In un palazzo storico trasformato in teatro sensoriale, Dario Vitale ha presentato la sua prima collezione in veste di direttore creativo di Versace, aperta e audace come una dichiarazione d’intenti. L’evento, intimo e selezionato, ha tenuto a distanza le passerelle tradizionali e ha preferito un palcoscenico che sembrava sospeso fra memoria e provocazione.
Il DNA della Maison è qui richiesto in prestito, reinterpretato con guizzo moderno: magnetici volumi cut‑out, jeans a vita alta, tee dai profili laterali scoperti e abiti sfiorati, in una palette primitiva di colori primari. Anche l’accompagnamento sonoro rivela le coordinate emotive: George Michael, Prince, Eurythmics, tracce care agli anni Ottanta e Novanta, evocano un pop che è anche manifesto di libertà.
Vitale, primo non‑membro della famiglia Versace a dirigere la linea, rende omaggio all’eredità italiana con audacia. In conferenza stampa ha messaggiato una rifondazione sensuale, meno ostentata, più intima: «Si tratta sempre di infrangere le regole, ma con grazia», ha dichiarato, tratteggiando un percorso che idee e nostalgia intrecciano.
Suggestioni e tensioni — estetica e dissonanza
Il set rimandava a un interno nobiliare in apparente disordine — arredi decostruiti, tappeti scomposti, gesti imperfetti — una scenografia che amplifica il senso di straniamento e mette in discussione l’ordine del bello. Ogni capo sembra appartenere a un’epifania improvvisa piuttosto che a una collezione costruita.
Le silhouette puntano su un erotismo controllato: schiene nude, tagli laterali, trasparenze delicate, ma anche un rigore che limita il sovraccarico. I denim si fanno protagonisti, rivisitati con finiture sorprendenti e accenti anni Novanta — un richiamo alle radici di Versace, ma filtrato in chiave personale.

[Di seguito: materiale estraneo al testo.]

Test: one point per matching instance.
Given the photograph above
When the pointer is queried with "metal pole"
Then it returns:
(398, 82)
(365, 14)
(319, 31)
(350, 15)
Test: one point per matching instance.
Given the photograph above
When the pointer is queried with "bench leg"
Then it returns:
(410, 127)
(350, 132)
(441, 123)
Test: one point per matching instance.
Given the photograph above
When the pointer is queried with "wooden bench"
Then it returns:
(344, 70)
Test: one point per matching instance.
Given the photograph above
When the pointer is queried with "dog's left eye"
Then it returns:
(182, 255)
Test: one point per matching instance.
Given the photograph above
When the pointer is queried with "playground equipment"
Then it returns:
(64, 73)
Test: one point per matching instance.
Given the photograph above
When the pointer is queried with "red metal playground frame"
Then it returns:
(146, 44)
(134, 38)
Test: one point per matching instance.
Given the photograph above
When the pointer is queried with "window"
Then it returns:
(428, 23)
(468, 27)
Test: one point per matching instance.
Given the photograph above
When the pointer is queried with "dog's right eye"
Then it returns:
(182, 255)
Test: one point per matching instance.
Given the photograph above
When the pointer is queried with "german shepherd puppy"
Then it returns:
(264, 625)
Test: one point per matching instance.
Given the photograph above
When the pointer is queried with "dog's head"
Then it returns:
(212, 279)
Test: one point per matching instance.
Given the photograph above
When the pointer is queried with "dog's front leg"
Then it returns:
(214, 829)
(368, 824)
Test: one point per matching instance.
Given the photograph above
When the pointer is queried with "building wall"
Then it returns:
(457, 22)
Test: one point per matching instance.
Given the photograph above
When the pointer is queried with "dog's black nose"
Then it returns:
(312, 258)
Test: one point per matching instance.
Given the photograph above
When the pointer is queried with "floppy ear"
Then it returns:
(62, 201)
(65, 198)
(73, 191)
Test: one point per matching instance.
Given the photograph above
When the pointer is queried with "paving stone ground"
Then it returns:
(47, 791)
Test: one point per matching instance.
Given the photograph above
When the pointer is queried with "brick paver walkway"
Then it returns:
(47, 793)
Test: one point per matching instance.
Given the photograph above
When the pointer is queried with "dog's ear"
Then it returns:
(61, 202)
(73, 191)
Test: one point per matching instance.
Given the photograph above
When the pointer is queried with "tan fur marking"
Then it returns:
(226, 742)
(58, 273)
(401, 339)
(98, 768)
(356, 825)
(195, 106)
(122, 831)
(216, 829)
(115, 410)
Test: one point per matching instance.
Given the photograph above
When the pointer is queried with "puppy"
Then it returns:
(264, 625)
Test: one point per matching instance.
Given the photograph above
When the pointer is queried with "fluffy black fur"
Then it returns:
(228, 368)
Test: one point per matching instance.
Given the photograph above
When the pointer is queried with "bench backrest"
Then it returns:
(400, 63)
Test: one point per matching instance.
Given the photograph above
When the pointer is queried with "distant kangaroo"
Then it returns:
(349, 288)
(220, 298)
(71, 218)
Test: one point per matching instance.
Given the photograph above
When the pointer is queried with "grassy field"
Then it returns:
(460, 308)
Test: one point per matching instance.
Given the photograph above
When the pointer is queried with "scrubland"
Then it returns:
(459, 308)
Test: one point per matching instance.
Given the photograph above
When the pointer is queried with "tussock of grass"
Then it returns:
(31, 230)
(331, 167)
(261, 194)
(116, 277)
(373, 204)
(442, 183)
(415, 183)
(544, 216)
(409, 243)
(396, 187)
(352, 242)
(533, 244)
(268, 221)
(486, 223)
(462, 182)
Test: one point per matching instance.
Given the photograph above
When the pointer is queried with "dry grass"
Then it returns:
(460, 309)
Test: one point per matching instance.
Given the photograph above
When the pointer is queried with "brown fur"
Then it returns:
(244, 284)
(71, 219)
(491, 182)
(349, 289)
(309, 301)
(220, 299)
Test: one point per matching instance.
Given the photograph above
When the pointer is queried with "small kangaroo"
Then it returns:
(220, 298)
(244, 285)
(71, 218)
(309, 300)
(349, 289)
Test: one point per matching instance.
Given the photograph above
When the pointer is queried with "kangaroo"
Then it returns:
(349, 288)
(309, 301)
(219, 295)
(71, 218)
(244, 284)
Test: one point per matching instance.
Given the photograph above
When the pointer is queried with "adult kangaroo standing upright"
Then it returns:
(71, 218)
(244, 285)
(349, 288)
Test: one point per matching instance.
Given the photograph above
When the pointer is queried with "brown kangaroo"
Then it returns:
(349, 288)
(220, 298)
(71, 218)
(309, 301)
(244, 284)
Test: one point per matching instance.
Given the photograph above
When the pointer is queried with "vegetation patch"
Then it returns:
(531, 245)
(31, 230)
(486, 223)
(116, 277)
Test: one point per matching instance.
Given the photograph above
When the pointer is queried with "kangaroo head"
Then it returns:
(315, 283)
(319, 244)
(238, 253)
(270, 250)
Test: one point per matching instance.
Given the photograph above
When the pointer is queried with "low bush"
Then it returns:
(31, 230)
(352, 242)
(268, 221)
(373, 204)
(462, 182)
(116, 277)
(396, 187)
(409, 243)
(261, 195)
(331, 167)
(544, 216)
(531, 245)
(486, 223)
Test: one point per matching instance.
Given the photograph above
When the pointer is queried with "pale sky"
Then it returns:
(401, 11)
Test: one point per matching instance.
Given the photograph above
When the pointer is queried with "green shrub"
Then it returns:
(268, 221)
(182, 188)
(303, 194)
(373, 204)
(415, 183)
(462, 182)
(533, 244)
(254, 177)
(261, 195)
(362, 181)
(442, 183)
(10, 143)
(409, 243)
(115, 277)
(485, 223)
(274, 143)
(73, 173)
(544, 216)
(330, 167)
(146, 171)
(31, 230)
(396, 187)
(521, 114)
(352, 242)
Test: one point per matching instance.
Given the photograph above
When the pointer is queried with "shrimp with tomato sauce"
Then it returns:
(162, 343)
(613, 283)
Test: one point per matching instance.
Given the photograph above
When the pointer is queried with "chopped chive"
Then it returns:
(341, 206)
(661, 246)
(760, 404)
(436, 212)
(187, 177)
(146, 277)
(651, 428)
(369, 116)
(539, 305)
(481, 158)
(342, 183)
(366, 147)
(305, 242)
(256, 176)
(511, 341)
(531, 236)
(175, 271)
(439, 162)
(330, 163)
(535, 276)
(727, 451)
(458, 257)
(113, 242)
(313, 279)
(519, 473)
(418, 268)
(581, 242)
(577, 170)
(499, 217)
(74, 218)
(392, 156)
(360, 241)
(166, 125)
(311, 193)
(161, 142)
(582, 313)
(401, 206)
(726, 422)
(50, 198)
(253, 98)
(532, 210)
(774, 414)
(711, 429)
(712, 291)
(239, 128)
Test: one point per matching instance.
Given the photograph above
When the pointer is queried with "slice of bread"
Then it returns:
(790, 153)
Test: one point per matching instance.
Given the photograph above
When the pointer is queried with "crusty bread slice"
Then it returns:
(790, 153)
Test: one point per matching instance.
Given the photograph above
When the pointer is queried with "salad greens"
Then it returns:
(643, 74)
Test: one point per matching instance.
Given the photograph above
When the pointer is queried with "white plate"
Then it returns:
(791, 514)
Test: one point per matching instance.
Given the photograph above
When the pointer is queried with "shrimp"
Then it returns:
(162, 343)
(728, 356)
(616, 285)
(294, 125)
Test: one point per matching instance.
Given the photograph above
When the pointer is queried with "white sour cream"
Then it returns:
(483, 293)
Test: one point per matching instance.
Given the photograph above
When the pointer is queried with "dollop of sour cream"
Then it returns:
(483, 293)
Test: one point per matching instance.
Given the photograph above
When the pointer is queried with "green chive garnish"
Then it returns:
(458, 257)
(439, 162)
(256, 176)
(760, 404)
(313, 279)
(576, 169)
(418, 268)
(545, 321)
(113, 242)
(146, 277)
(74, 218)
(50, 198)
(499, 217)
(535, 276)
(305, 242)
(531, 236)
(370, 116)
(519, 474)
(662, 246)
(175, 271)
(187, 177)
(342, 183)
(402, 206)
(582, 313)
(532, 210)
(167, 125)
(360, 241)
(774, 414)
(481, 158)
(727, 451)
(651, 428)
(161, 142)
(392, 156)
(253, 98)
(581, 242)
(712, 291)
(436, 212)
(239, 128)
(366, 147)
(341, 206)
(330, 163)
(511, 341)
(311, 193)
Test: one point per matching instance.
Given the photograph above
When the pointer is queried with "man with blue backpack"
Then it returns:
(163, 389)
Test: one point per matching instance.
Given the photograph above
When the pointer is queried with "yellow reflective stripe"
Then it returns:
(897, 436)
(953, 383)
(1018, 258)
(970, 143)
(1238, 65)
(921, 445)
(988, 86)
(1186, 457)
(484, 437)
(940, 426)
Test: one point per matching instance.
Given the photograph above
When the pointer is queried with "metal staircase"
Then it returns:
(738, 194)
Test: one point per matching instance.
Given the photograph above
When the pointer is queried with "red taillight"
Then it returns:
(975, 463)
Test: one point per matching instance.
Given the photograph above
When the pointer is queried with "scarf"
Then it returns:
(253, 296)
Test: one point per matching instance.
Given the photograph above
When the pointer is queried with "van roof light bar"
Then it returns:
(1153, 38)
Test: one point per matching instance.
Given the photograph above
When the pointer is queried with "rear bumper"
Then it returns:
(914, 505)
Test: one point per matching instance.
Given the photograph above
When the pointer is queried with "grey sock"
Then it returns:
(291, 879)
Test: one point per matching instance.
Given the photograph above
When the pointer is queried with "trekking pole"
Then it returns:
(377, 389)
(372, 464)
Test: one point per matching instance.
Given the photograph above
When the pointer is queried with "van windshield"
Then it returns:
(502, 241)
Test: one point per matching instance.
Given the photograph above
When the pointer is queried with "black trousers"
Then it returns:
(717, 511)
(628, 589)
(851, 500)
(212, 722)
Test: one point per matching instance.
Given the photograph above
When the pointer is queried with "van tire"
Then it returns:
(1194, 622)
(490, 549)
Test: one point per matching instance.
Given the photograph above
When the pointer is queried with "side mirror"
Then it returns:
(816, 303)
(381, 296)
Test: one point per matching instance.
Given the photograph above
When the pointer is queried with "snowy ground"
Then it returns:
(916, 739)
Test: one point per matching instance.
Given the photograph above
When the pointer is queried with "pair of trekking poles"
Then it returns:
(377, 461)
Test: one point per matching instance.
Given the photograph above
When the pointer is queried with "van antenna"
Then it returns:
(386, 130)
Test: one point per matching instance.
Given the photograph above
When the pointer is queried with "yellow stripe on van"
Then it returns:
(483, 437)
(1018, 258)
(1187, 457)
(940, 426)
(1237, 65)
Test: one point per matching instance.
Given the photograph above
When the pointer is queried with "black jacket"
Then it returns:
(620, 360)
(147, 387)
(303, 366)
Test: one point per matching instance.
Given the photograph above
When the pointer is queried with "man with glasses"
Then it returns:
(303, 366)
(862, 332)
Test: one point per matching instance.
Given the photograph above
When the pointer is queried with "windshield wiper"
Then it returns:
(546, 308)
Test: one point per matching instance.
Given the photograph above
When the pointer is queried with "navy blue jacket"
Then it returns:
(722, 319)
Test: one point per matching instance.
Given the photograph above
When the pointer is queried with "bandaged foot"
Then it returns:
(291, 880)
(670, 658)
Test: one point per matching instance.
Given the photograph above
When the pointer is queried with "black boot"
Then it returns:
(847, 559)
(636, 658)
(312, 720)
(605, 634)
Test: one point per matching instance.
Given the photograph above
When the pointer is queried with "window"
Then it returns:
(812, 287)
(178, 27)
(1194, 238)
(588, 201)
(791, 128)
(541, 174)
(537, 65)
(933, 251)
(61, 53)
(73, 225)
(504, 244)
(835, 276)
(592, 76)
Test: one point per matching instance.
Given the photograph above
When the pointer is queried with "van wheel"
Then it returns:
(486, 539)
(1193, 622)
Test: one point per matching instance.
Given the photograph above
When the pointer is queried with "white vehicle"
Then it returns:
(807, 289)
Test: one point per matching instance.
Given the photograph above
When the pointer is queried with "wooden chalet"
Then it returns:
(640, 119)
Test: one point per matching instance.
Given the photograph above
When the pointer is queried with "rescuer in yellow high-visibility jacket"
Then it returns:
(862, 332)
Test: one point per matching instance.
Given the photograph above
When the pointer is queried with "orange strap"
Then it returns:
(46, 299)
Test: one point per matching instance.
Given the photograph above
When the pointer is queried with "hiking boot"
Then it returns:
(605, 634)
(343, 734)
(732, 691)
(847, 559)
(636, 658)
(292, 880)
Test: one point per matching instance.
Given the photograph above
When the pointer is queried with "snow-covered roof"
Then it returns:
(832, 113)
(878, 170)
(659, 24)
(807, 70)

Nel front row, il pubblico ha risposto con curiosità: tra gli ospiti, celebrità del panorama internazionale hanno preso posto accanto a interpreti del nuovo lusso. L’assenza del marchio nel calendario ufficiale della settimana moda ha contribuito a dare all’appuntamento un’aura privata, quasi rituale.
Tempo di rivoluzioni (e responsabilità)
Questo debutto acquista peso in un momento delicato per la Maison: l’ingresso in scena di un nuovo direttore creativo segna una rottura rispetto all’era Donatella, che rimane comunque figura istituzionale nel brand. La trasformazione si fa carico di una tensione generazionale — fra ricordo e sperimentazione — e punta a rilanciare Versace come marchio che dialoga col presente senza tradire il proprio passato.
Lensando a uno sguardo più ampio, questa collezione si inserisce in una Milano Fashion Week all’insegna dei nuovi inizi: altri brand storici stanno cambiando guida, impostando l’offerta 2026 su un equilibrio fra heritage e audacia contemporanea.
In definitiva, Vitale non celebra il revival, ma avvia un rito di passaggio: Versace non riparte da zero, ma ricompone le tessere di un’identità che sa guardare alla provocazione e all’eleganza in modo rinnovato. È, questo, un appuntamento esteticamente scosso, ma anche carico di promessa.